AMBASSADE D'ESPAGNE
Pleurer les 480 morts en mer en étant restés insensibles aux autres tragédies du quotidien qui charrient plus de morts, c’est avoir accepté le statut que les Européens nous ont défini : des sous-hommes qui doivent rester dans leur ghetto…
En 2007, dans les colonnes de l’éphémère quotidien « Place Publique », Omar Sharif Ndao étale dans un reportage la grande tragédie des Sénégalais qui affrontent alors l’écume des mers pour prendre d’assaut l’Europe. Sur la plage de Hann, il y trouve la célébrité de ce système clandestin, un personnage haut en couleurs, qui vend du voyage casse-cou aux aventuriers du désespoir. Son surnom : « Ambassade d’Espagne »…
Tout est dans ce sobriquet. La tragédie part de cette discrimination insupportable qui veut que le voyage vers l’Europe constitue un délit pour un Africain. Le cérémonial chinois afin d’obtenir un titre de séjour pour un Africain est une insulte permanente à laquelle nos compatriotes répondent à leur façon. Rebaptiser « Ambassade d’Espagne » un sombre passeur et considérer comme un visa sa bénédiction surréaliste… Puisque les Etats africains laissent faire l’Europe et l’Amérique !
Cette année, l’hécatombe reprend de plus belle. Elle vient couronner une longue période de disette des familles en situation précaire. En réalité, depuis 2017, l’économie est tournée vers la réélection de Sa Rondeur. En 2017, la campagne pour les législatives a lancé l’assaut. Les moyens dépensés s’ajoutant au ralentissement des activités gouvernementales. Tout est fait depuis pour assurer sa réélection : des cadeaux en veux-tu, en voilà, des projets pharaoniques inachevés, le débauchage des moins récalcitrants. 2018 est surtout une année durant laquelle la « politique politicienne » prend le pas sur toute autre considération rationnelle. L’Exécutif se sera mis au service de la réélection du président sortant, que les chiffres des législatives ne rassurent alors pas du tout : sa coalition ne s’en sort qu’avec 49,7 % des suffrages malgré tous les moyens parfois inavouables déployés. A la présidentielle, avec ça, c’est le deuxième tour assuré, synonyme d’abattoir…
La campagne présidentielle de 2019 sera surtout une débauche de moyens frisant l’indécence. Les caravanes de militants sillonnant le pays aux frais de la princesse, les petits et grands cadeaux pour ramener de l’électeur dans son camp, pendant que l’activité économique est à l’arrêt, hormis celle qui fait tourner la machine électorale : confection de tee-shirts, casquettes, banderoles, sono, affiches etc. Pendant ce temps, les entreprises qui vivent des marchés publics attendent leur dû…
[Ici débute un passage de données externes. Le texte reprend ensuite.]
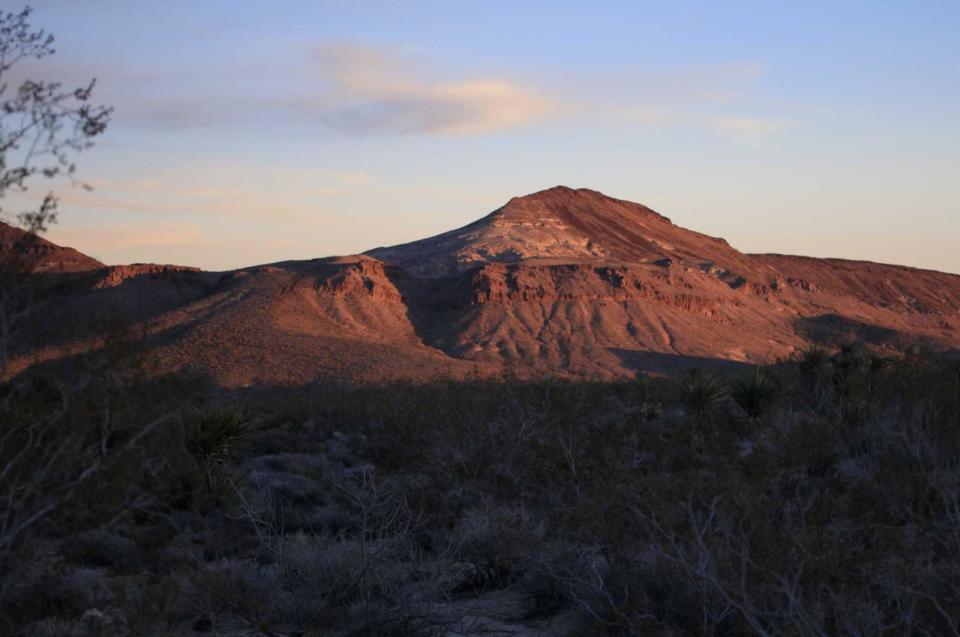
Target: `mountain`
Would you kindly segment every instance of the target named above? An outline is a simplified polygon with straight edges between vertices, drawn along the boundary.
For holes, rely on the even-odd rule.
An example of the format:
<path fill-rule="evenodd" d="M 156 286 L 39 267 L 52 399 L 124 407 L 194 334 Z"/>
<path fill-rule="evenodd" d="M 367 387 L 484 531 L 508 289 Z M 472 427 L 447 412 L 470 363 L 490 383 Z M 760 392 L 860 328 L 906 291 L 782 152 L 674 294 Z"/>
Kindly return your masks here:
<path fill-rule="evenodd" d="M 723 239 L 684 230 L 646 206 L 594 190 L 558 186 L 514 197 L 463 228 L 370 256 L 426 277 L 485 263 L 653 263 L 662 259 L 728 262 L 744 255 Z"/>
<path fill-rule="evenodd" d="M 156 373 L 224 386 L 467 375 L 621 378 L 771 363 L 811 343 L 960 346 L 960 276 L 744 254 L 640 204 L 556 187 L 435 237 L 230 272 L 64 273 L 11 373 L 121 318 Z M 59 279 L 58 279 L 59 280 Z"/>
<path fill-rule="evenodd" d="M 73 248 L 58 246 L 0 221 L 0 261 L 7 261 L 11 256 L 36 272 L 86 272 L 104 267 Z"/>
Passée la présidentielle, retour à la dure réalité : les finances publiques sont exsangues et l’Etat traîne une ardoise (à ce niveau-là, c’est plutôt un tableau noir) qui culmine pas loin des 1.000 milliards CFA de dette intérieure et tous les grands chantiers, dont le plus spectaculaire, le TER, sont à l’arrêt.
Le coronavirus, paradoxalement, est une bouée de sauvetage pour Sa Rondeur Macky. La pandémie qui sévit dans le monde lui donne un exutoire, et fournit un habillage tolérable à la pauvreté grandissante des ménages. La mise en scène est imparable : le train de vie de l’Exécutif est théâtralement réduit à sa plus simple expression, sous l’aspect d’un « fonds de riposte » de 1.000 milliards CFA dont des miettes sont saupoudrées dans la populace, de préférence aux plus gueulards, tandis que le confinement arrête officiellement l’activité économique déjà essoufflée, et l’Etat d’urgence empêche surtout toute manifestation hostile à la catastrophique gouvernance. Même les opposants les plus irréductibles sont obligés de la fermer…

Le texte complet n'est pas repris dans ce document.